ACC Commissioner Jim Phillips addressed the future of the league following the conclusion of the league’s spring meetings on Wednesday. “What I’ve been told (by athletic directors and presidents) is that we’re all in this together — for sure,” he said. Here’s what you need to know:
- Reports surfaced this week that seven ACC schools (Virginia Tech, Florida State, Clemson, Miami, North Carolina, North Carolina State and Virginia) met with attorneys to explore the ACC’s rights offering. Each other and the league until 2036.
- Phillips said he encourages universities to come to ACC headquarters to examine the conference’s granting of rights. “I didn’t have a warning sign that something bad was going to happen, etc.,” he said Wednesday.
- On the panel investigating the granting of rights, Phillips said, “That’s not news to me. There isn’t a conference or organization that doesn’t talk about the expansion and landscape of the conference and what’s best.
AthleticInstant Analysis:
What comes next
Everyone takes a deep breath. Seriously. It’s been an interesting and stressful few days at the ACC, and when it all comes down to it, the bottom line is this: We know schools are testing their rights to see how airtight they are, and now we know some. Those schools have had those conversations among themselves. It’s not entirely shocking, but each decision feels elevated in a period of instability and restructuring on the national landscape.
Does that mean those seven schools are actually going to challenge the granting of rights? We don’t know. They don’t know yet. Will it happen soon or will it be another six years? We don’t know that either. But, as an ACC source told me last week, “If it was that simple, everyone would be doing it already.” — Auerbach
What Phillips said
The ACC board of directors won’t vote on a new revenue-sharing model next week, but “the board is excited about it,” Phillips said.

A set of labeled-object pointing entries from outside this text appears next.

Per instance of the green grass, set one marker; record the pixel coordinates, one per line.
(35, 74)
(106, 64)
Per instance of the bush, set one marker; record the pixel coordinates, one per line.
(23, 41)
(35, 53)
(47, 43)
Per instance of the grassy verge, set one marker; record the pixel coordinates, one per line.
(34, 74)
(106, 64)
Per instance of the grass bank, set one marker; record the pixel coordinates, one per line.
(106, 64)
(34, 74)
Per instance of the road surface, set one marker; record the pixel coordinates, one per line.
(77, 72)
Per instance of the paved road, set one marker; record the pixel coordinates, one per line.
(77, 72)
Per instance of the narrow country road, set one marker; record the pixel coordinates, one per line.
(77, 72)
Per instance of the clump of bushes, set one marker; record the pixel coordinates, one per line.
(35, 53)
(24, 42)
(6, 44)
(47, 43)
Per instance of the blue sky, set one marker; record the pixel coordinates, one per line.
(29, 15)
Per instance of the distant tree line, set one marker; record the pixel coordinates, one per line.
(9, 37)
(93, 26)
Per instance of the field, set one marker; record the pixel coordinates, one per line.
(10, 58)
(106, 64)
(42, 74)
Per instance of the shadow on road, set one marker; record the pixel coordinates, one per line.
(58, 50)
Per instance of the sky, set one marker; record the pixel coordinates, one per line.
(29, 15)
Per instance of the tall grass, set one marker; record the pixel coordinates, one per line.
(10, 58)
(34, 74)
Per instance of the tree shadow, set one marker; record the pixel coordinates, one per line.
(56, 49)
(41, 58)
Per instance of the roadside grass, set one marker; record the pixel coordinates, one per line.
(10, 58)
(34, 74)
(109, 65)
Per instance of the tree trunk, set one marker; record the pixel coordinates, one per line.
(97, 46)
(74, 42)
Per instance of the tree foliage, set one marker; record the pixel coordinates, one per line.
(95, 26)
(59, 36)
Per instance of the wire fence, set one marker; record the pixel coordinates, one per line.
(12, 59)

The league is debating weighted ways to reward on-field (or on-court) success, essentially allowing the most successful schools to eat more of what they kill.
“We’re more together than a small subset, which means national championships have proven that it’s better when you have multiple leagues, not just a couple.”
Backstory
On Tuesday, Florida State athletic director Michael Alford said the Seminoles were “thrilled” to be in the ACC and wanted to remain a member of the league, one day after reports surfaced that a group of schools were exploring ways to leave the conference. During the ACC spring meetings this week in Amelia Island, Fla., Alford also said league members will discuss revenue-sharing models to implement in the new 12-team College Football Playoff era.
“ADs and universities are very intertwined,” Alford told reporters. “So we’re happy to be in this league and we want to stay in it.”
Virginia Tech Athletic Director Whit Babcock Confirmed to the Richmond Times-Dispatch All seven schools have come together to discuss.
Here’s what Babcock and Radakovich said
“I would classify it as a lot of conversations, usually in small groups, about the rights offering, the league’s bylaws, the explanations of the options that are out there,” Babcock told The Times-Dispatch. “But you know, the granting of rights has been seen many times by many people.”
Babcock said that many interpreted Monday’s statements to mean that the conversations were not organized and that many of the discussions had seven subcommittees, not all seven together. After those conversations became public, Miami aired the grievances, according to athletic director Dan Radakovich.
“People need to say where they are and why they feel that way,” Radakovich told reporters, adding that the growing revenue gap between the Big Ten and the SEC and everyone else could affect ACC schools in myriad ways. or in court. “We have this gap, and the gap is not just about money,” Radakovich said.
“I think the way it came out was less than ideal, but it was a catalyst for some real conversations and maybe we can get the work done as ACC a little bit faster,” Babcock said.